Jojo Moyes
Pauline Sara Jo Moyes (born 4 August 1969), known professionally as Jojo Moyes, is an English journalist and, since 2002, an award-winning romance novelist,[1] #1 New York Times best selling author[2] and screenwriter.[3][4] She is one of only a few authors to have twice won the Romantic Novel of the Year Award by the Romantic Novelists' Association and her works have been translated into twenty-eight languages[5] and have sold over 40 million copies worldwide.[6]
Jojo Moyes
Life and early career[edit]
Pauline Sara-Jo Moyes was born on 4 August 1969[7] in Maidstone,[8] England.[9]
Before attending university, Moyes held several jobs: she was a typist at NatWest typing statements in braille for blind people, a brochure writer for Club 18-30, and a minicab controller for a brief time. While an undergraduate at Royal Holloway, University of London, Moyes worked for the Egham and Staines News.[10]

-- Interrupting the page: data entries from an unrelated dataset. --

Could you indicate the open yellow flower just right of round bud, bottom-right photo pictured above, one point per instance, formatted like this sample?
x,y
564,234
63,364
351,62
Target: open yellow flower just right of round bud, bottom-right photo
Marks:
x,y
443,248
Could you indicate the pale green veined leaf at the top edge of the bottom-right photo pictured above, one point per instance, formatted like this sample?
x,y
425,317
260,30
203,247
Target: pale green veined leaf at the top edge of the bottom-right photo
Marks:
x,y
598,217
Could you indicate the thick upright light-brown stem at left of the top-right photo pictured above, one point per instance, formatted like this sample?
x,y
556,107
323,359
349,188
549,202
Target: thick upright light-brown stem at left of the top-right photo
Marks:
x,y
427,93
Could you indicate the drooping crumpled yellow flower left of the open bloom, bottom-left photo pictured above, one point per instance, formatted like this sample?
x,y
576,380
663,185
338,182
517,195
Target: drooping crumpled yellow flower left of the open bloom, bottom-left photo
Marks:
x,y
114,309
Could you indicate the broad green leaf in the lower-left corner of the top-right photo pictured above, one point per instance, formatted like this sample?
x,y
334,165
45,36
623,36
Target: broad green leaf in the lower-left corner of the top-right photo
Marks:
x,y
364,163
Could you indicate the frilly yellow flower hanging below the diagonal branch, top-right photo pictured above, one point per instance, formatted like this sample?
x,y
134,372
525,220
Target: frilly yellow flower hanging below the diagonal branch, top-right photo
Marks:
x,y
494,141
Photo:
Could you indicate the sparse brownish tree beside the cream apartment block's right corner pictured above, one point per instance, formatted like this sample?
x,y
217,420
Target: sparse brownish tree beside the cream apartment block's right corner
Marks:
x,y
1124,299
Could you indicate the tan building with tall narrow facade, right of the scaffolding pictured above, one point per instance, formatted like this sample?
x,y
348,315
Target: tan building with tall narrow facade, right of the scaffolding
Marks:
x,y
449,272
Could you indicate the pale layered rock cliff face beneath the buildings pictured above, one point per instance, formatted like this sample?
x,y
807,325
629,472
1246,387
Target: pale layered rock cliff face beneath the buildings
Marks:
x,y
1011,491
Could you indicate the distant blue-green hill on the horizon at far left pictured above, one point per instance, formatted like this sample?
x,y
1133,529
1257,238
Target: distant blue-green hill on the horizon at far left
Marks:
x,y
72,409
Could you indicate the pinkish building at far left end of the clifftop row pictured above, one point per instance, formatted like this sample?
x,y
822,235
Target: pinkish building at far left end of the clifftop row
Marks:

She earned a journalism degree from City University[11] as well as a degree at Royal Holloway and Bedford New College, London University.[12]
Moyes won a bursary financed by The Independent newspaper which allowed her to attend the postgraduate newspaper journalism course at City University in 1992.[13] She subsequently worked for The Independent for the next 10 years (except for one year, when she worked in Hong Kong for the Sunday Morning Post) in various roles, becoming Assistant News Editor in 1998.[13] In 2002 she became the newspaper's Arts and Media Correspondent.[14]
Literary influences[edit]
Moyes' favourite book in childhood was National Velvet by Enid Bagnold. She cites Behind the Scenes at the Museum by Kate Atkinson as a book that made her want to be a better writer,[15] and she is inspired by authors such as Nora Ephron,[44] Marian Keyes, Lisa Jewell, Jonathan Tropper, and Jane Austen.[5]
Personal life[edit]
Moyes lives on a farm in Great Sampford, Essex, with her husband, journalist Charles Arthur, and their three children.[45][46] Her animals include an ex-racehorse[44] and a rescued 58 kg (128 lb) female Pyrenean mountain dog.[47]